Publication Date

4-5-2019

Document Type

Poster

Degree Type

Undergraduate

Department

Psychology

Mentor

Julie Campbell

Mentor Department

Psychology

Abstract

Supine Head Orientation Preference (SHOP) is the tendency to turn one's head toward either side of the body, and hold the head in that position for a significant period of time. Actigraphs are wearable devices, which are able to record precise movements of the body. Actigraphs have been used in infant sleep studies to record the frequency of limb movements within a given time period (Atun-Einy, Tonetti, Boreggiani, Natale, & Scher, 2017), however, studies attempting to estimate lateral preference tend to rely on behavioral measures recorded by video. This project investigates the relationship between actigraph recordings of arm movements during wake periods and SHOP from 4 to 16 weeks postnatal. Actigraph data was useful for detecting a difference in the number of lateral movements performed between the left and right arm at 4, 8, and 12 weeks of age. While seated in a semi-reclined seat, actigraph recordings of six infants' arm movements were recorded for 10 minutes at 4, 8, 12, and 16 weeks of age. No interaction occurred during actigraph recordings. For the SHOP procedure, infants were placed inside of a small tent, in order to block overhead distractions. Infants' heads were held at midline for 60 seconds, and then movements were recorded for 60 seconds after, during which infants were allowed to move freely. This procedure was repeated 4 times at each visit (4 and 8 weeks). Researchers coded head movements when the chin passed the nipple line.

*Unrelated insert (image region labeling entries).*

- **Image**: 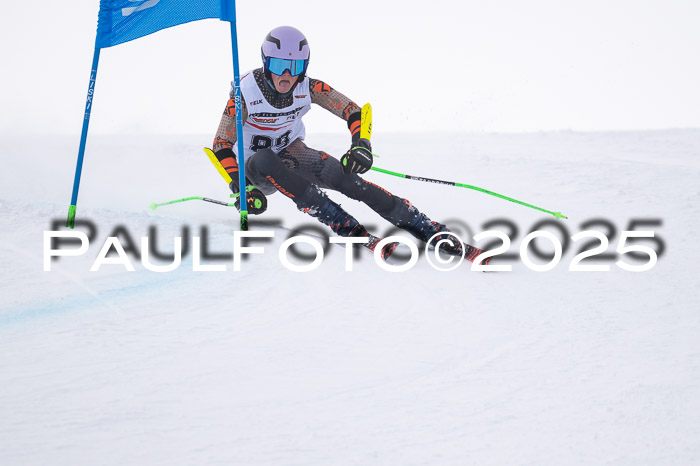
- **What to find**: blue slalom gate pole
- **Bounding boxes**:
[66,44,100,228]
[230,18,248,231]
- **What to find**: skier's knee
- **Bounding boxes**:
[250,149,282,175]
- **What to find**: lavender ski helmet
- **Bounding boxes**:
[260,26,309,81]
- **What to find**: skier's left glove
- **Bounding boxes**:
[228,179,267,215]
[340,138,373,175]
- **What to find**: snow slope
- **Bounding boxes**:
[0,130,700,465]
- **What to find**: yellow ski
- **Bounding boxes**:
[360,104,372,140]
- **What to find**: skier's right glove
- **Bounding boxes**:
[228,178,267,215]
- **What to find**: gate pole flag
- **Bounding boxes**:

Z-scores for SHOP and arm movements were determined using the frequency of right and left SHOP and arm movements. The difference score between the left and right arm movement was also calculated. The correlation between SHOP and the difference scores between left and right arm actigraph frequency was not significant. However, Univariate Analysis of Variance results show that there is a significant difference in the number of lateral movements performed between 4, 8, and 12 weeks, such that infants perform significantly more movements at 12 weeks (M = 475.75) than at 4 weeks (M = 365) or 8 weeks (M = 380.8).